Ted Kheel’s plan was to find someone else to pay the bill. It’s a wonderful plan,and it’s why New York pays more into the federal coffers than it gets back. But in the long run taxes do matter,both physically and actually. As Maryland has learned to its cost, raising taxes on millionaires doesn’t necessarily keep them in the jurisdiction.
Road pricing that treats everyone equally is where one wants to go in the long run. The ‘gas tax’,which is really a weight-and-distance fee, has worked well to this point, but it no longer has the comprehensive coverage of users that it once had. So we need to look elsewhere. But I doubt that rationing the use by poorer people is likely to fly politically. The opposition to such plans has kept the tolls off the free bridges into Manhattan.

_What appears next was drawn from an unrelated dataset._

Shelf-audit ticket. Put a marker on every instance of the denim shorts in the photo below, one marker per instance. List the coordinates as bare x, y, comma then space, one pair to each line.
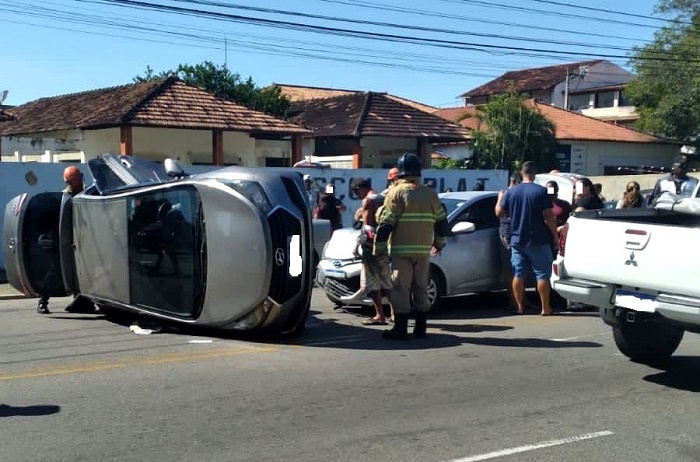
539, 258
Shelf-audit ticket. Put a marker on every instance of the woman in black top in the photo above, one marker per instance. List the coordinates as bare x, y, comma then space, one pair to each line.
586, 196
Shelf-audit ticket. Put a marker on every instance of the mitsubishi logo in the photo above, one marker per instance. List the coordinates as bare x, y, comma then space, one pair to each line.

Tax, tax, tax. What do you expect from academics, politicians and bureaucrats? A cornerstone of our societal efficiency is the ability to move people and transportation exactly from point A to B quickly and economically. If the marginal rate of utility decreases by congestion to the point of a route being inefficient, then people and goods will find and use an alternate route. They do not need to be taxed to figure it out. The tax proposed here is neither practical or efficient, and definitely discriminatory against the poorer members of society.
At a lecture almost thirty years ago at the Columbia School of Architecture and Planning, an idea was raised that would be interesting to hear if it actually happened.
New York has an extensive public transit system that can be run 24 hours a day and the subways, as I recall, almost did that back then. It was suggested that deliveries of some kinds of freight could be made at night to relieve some of the congestion caused by trucks on the streets.
It would require more stations with elevator service and some modification or additions to the rolling stock. But it didn’t seem like a terrible idea at the time.
It seems amazing to me that anyone even tries to take a car into Manhattan. The cost of parking is more than the cost of gas for several hundred miles of driving.
Frank – there is an equity debate at the heart of every free market system. We sell food in supermarkets and don’t give it away free. That makes food less accessible to the poor.
The only alternative to selling is taxing with rationing. That is how they distribute food in Cuba today. In the USSR food rationing was partly done by lining up. In the US, we do the same for roads: we tax to pay for roads, and we ration them out by time, to the people willing and able to wait in traffic the longest.
Tax and ration systems seem conceptually fairer than free market systems (free food “for the poor” instead of supermarkets). We then get led into centrally planned solutions to deal with the messy realities, such as your proposed “truck only corridors”. In practice, free market systems tend to work better.
P.S. The most efficient way to subsidize the poor is to give them money through the tax system, and let them choose how to spend it. Free cash helps all poor people. Free roads help car owners, most of whom are not poor.